We, each of us in the civilized Western world, live in a space inviolate. "Our home is our castle," as the saying goes: our shelter from the intrusion of the weather and other "outside influences;" our defence against physical and mental threats, real and imagined, to our private space; vault to our accumulated private property; theatre of our desires and aspirations; arena of our private victories and defeats, no matter how large or small; harbour of our secrets and fears; refuge to our children and family.
Yet the very protection and security our home provides us with also isolates us from our neighbours, our relatives, and the public affairs of our communities--constructs a garrison of anonymity around us and our loved ones in which we can become unknown, unloved--no one that anyone need be concerned nor care about.
We see the recent rise of home invasions in our society as a violation of our most intimate places: the perpetration of heinous crimes upon the aged, the disabled, the helpless, victimizing our citizens precisely where rules of hospitality and generosity should govern our social relations.
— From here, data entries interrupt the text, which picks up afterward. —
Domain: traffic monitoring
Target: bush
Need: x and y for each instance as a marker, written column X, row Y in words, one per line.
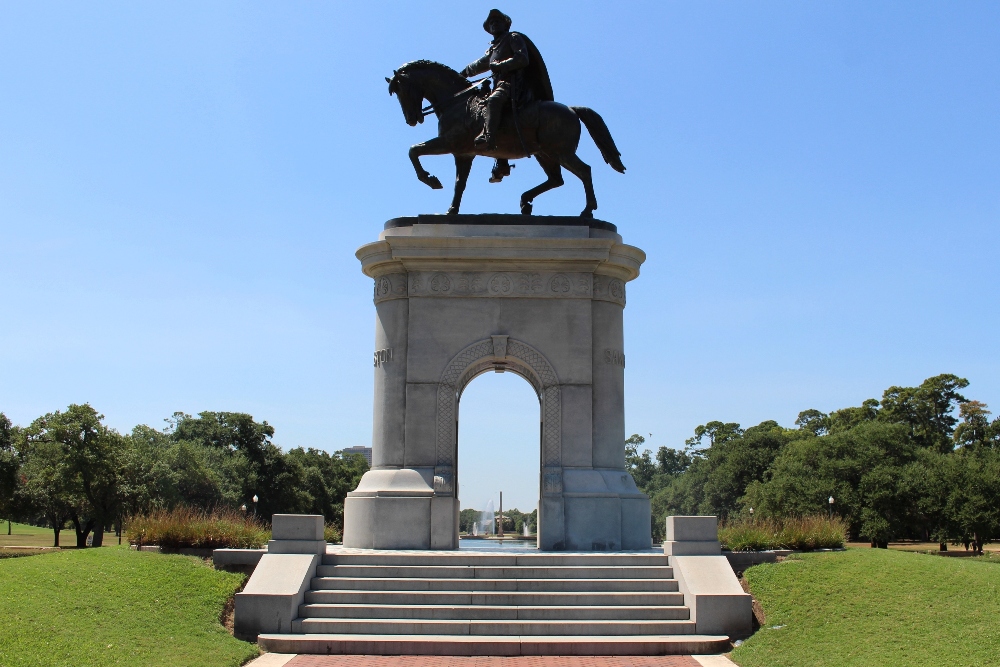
column 189, row 528
column 801, row 534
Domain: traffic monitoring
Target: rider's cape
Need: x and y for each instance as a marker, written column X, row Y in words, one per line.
column 536, row 75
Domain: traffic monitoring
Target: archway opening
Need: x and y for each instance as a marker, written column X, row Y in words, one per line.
column 498, row 450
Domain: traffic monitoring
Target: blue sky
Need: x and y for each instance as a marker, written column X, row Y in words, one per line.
column 183, row 187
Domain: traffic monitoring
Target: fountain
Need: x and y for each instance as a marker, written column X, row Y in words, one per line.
column 487, row 518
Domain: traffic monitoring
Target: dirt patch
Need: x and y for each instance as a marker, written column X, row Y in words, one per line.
column 758, row 611
column 227, row 617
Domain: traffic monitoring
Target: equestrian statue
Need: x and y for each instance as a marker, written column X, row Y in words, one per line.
column 515, row 118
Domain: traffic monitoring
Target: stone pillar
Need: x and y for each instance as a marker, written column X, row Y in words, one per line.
column 540, row 297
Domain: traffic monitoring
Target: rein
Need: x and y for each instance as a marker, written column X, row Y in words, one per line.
column 430, row 108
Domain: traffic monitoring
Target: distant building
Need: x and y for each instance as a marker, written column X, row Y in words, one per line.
column 359, row 449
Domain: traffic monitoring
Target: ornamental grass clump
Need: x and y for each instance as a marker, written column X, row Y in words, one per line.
column 796, row 533
column 188, row 528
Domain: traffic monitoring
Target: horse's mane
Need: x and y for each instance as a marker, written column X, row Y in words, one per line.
column 430, row 64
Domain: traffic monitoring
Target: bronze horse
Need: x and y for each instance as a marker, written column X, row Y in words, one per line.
column 548, row 130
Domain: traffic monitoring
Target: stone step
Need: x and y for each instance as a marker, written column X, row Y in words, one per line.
column 482, row 559
column 495, row 598
column 340, row 644
column 497, row 612
column 493, row 572
column 481, row 585
column 413, row 626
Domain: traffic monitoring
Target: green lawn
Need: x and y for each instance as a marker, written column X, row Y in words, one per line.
column 113, row 606
column 23, row 535
column 873, row 607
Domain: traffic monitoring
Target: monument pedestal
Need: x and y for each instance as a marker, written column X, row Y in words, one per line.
column 458, row 296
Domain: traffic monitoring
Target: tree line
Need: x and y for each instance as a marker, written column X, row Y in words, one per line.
column 69, row 468
column 921, row 463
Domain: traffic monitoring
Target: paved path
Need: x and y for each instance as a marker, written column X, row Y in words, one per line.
column 283, row 660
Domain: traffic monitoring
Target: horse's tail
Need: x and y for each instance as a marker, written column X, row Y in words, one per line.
column 602, row 137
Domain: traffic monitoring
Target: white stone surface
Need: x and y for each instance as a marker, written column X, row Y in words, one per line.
column 456, row 300
column 272, row 660
column 711, row 591
column 270, row 601
column 692, row 528
column 297, row 527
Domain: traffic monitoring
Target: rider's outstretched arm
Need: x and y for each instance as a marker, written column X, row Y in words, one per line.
column 477, row 67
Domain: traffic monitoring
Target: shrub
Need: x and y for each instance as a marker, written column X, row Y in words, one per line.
column 190, row 528
column 801, row 534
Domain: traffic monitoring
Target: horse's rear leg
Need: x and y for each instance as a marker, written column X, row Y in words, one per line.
column 581, row 170
column 554, row 173
column 463, row 164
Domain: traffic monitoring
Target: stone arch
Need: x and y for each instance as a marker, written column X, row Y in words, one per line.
column 492, row 353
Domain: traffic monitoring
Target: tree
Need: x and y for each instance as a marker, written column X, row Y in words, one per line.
column 10, row 465
column 672, row 461
column 975, row 430
column 926, row 409
column 640, row 466
column 845, row 419
column 44, row 482
column 814, row 421
column 93, row 455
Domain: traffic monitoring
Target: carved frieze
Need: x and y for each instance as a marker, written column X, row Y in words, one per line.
column 533, row 284
column 607, row 288
column 390, row 286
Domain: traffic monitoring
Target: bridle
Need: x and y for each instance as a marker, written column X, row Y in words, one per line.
column 431, row 108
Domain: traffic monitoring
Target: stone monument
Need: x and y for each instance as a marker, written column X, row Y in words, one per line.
column 457, row 296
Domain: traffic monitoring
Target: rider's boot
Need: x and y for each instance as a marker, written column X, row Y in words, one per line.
column 501, row 168
column 494, row 107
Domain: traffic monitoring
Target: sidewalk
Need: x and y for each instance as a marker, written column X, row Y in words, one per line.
column 285, row 660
All this and more is the subject of Joan MacLeod's perceptively poignant play, "Another Home Invasion," where "another" carries both its meanings: something commonplace; and something of an entirely different kind and nature. Of course this play involves the hapless, substance-abusing, middle-aged petty criminal we expect to find there, but is he the real threat to the home's occupants? He even shows up for a return visit.
Who, then, are the real perpetrators of the heartless betrayal of the elderly couple who lives here: who is it that's robbing them of their possessions, their security, their relationship, their family--their home? The answers to these questions are as surprising as they are unsettling.